Play It Again, In Casablanca

TALIM MOROCCO HOLLYWOOD condensedAs we (we, as in Dar America and Villa des Arts) did with Patton, the "Morocco In Hollywood" series continued with a showing of Casablanca, the classic 1942 film that counts among many people's top-rated films of all time.  How to present Casablanca to Casawis?

One way is to tell them that the film should have been called "Tangier…"  No, I didn't actually say that, but did tell them about the real-life "Dean's Bar" and the wartime reality of Tangier as a haven for refugees from war torn Europe.

So after enjoying the film for the nth time (I never tire of it), we settled down to a discussion of the context of Casablanca.  For many in the audience, Moroccan Casawis (inhabitants of Casablanca) in the majority, it was their first time seeing the film; for others, the first time seeing it in the original English with French subtitles.

Our little trivia contest didn't disappoint.  Q: Which cast member was the subject of a Gestapo assasination plot?  A: Conrad Veidt, eminent actor and exile from Nazi Germany, who, ironically, plays German villain Major Heinrich Strasser in the film.

People are still astounded that Casablanca was shot entirely in a Hollywood studio, and that today's "re-creation" of Rick's Café Américain in Casa is as fictitious – and as seductively beautiful – as the original.  The film has given its namesake city its brand – just Google "Casablanca" and the film trumps the city by far – and "Rick's Cafés" are found in places as widespread as Capetown South Africa and Starkville Missisippi.

Casawis are vaguely aware of this, and sometimes have to ward off wondrous comments from foreign acquaintances who imagine them rubbing elbows with the likes of Ingrid Bergman and Claude Rains.  No, they answer, we just live in a sprawling crazy metropolis of 4 (or is it 13?) million people suffocating from automobile and other pollution.  But they are happy with the reflected romanticism from this 71 year old film.

TALIM Loftus Villa des Arts JPEG

Gerald Loftus at Villa des Arts, Casablanca.
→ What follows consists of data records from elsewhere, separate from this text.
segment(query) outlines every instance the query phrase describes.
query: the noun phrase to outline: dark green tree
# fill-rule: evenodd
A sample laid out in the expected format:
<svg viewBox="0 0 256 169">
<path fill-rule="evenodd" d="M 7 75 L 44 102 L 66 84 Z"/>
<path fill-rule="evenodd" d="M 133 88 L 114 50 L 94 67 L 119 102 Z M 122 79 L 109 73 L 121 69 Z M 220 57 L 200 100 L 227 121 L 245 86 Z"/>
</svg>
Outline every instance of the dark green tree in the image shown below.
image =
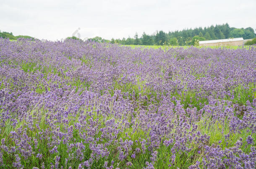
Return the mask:
<svg viewBox="0 0 256 169">
<path fill-rule="evenodd" d="M 145 32 L 142 34 L 142 45 L 153 45 L 154 40 L 149 35 L 146 34 Z"/>
<path fill-rule="evenodd" d="M 193 37 L 192 40 L 192 45 L 194 46 L 199 45 L 199 41 L 205 40 L 205 38 L 199 36 L 195 36 Z"/>
<path fill-rule="evenodd" d="M 205 35 L 204 35 L 204 38 L 206 40 L 210 40 L 212 39 L 211 38 L 211 35 L 208 32 L 206 32 L 206 33 L 205 33 Z"/>
<path fill-rule="evenodd" d="M 135 33 L 135 35 L 134 35 L 134 45 L 138 45 L 141 44 L 141 42 L 140 39 L 138 37 L 138 33 Z"/>
<path fill-rule="evenodd" d="M 166 37 L 165 33 L 162 30 L 157 32 L 155 36 L 155 42 L 157 45 L 163 45 L 166 42 Z"/>
<path fill-rule="evenodd" d="M 169 43 L 172 46 L 177 46 L 178 45 L 178 41 L 176 38 L 171 38 L 169 40 Z"/>
<path fill-rule="evenodd" d="M 200 37 L 204 37 L 204 35 L 203 35 L 203 33 L 202 33 L 201 32 L 200 32 L 200 33 L 199 33 L 199 34 L 198 35 L 199 36 L 200 36 Z"/>
</svg>

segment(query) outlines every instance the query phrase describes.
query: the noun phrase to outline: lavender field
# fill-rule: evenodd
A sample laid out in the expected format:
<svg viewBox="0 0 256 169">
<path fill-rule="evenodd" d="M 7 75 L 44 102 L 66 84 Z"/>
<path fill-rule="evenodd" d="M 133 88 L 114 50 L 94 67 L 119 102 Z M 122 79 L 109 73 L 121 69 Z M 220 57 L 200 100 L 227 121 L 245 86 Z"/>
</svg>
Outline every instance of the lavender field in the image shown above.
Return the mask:
<svg viewBox="0 0 256 169">
<path fill-rule="evenodd" d="M 0 39 L 0 168 L 256 167 L 256 48 Z"/>
</svg>

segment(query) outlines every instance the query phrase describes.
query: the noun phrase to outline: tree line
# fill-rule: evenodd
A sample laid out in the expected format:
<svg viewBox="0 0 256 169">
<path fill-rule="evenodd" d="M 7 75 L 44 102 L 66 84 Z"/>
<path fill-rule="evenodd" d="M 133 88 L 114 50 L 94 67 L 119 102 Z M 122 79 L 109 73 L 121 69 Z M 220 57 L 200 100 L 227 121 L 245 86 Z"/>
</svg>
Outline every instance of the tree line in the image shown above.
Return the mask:
<svg viewBox="0 0 256 169">
<path fill-rule="evenodd" d="M 248 39 L 256 37 L 254 30 L 251 27 L 245 29 L 230 28 L 227 23 L 226 23 L 204 28 L 199 27 L 168 33 L 160 30 L 151 35 L 144 32 L 140 38 L 136 33 L 133 38 L 123 38 L 122 40 L 112 38 L 110 42 L 123 45 L 197 45 L 199 41 L 201 40 L 235 38 Z"/>
<path fill-rule="evenodd" d="M 12 32 L 1 32 L 0 30 L 0 37 L 3 38 L 8 38 L 9 39 L 16 40 L 18 38 L 24 38 L 27 39 L 31 39 L 34 40 L 34 38 L 33 37 L 29 36 L 26 36 L 23 35 L 19 35 L 18 36 L 14 36 L 13 35 Z"/>
</svg>

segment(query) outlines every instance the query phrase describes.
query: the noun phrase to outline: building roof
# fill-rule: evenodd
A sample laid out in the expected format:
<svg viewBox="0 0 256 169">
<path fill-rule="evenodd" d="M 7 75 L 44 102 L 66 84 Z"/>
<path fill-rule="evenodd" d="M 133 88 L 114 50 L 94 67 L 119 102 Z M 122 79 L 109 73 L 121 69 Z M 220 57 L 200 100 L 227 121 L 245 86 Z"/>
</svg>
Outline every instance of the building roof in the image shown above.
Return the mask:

Photo by Vanessa Paloma

Another major disconnect in film vs. reality was in the context between the United States and France between 1940 and 1944.  For four long years, official US policy was to maintain relations with the Vichy government of Maréchal Pétain or, after those relations were severed by the American landings in North Africa, with Vichy successors in place in Morocco, Algeria, and Tunisia.  Until late 1944, well after the Normandy landings and the liberation of Paris, US policy could be summed up as "ABDG" – Anybody But de Gaulle."  And anything to keep the French fleet from falling into the hands of Germany.

But this wouldn't have been apparent to the huge (upwards of 90 million tickets per week) American movie-going public of 1942-43.  Premiering only three weeks after the November 8, 1942 Operation Torch landings, Casablanca is unabashedly anti-Vichy, to the point where Pétain's portrait smiles down on a Free French agent being gunned down by Vichy police in the street, and where – in case you didn't get it – a bottle of "Vichy water" is unceremoniously thrown into the trash bin at the end of the film.

Very rousing, and you'd have to be a hard-hearted stoic not to get a lump in your throat at the jousting "Watch On the Rhine" sung by Nazis vs. "La Marseillaise" belted out by the Rick's crowd – the latter winning out in volume and passion.  But as Richard Raskin, writing in Film History, noted:

At the time Casablanca was playing in movie theatres across the U.S., men like Victor Laszlo were hunted down by the police of Darlan and Giraud, the French High Commissioners kept in power by Roosevelt.

"Casablanca and United States Foreign Policy," Dr. Richard Raskin, Aarhus University Denmark, Film History, Volume 4, 1990.

Despite OWI's (the US propaganda arm, Office of War Information) enthusiasm for the film ("presents an excellent picture of the spirit of the underground movement…"), the Free French found a less welcoming stance on the ground in North Africa, where OWI – perhaps worried about that bottle of Vichy water – didn't want Casablanca to be screened.

70-plus years later, we can sweep away the details of history, perhaps, and lull ourselves into thinking that Rick and Capitaine Renault do go off to battle Nazis together, that "beginning of a beautiful friendship."

General de Gaulle – who liked the film too, and ordered a copy for his Free French HQ in London – would have to wait until October 1944 to finally achieve US recognition.  But don't let that get in the way of your enjoying what still may be the perfect film of all time.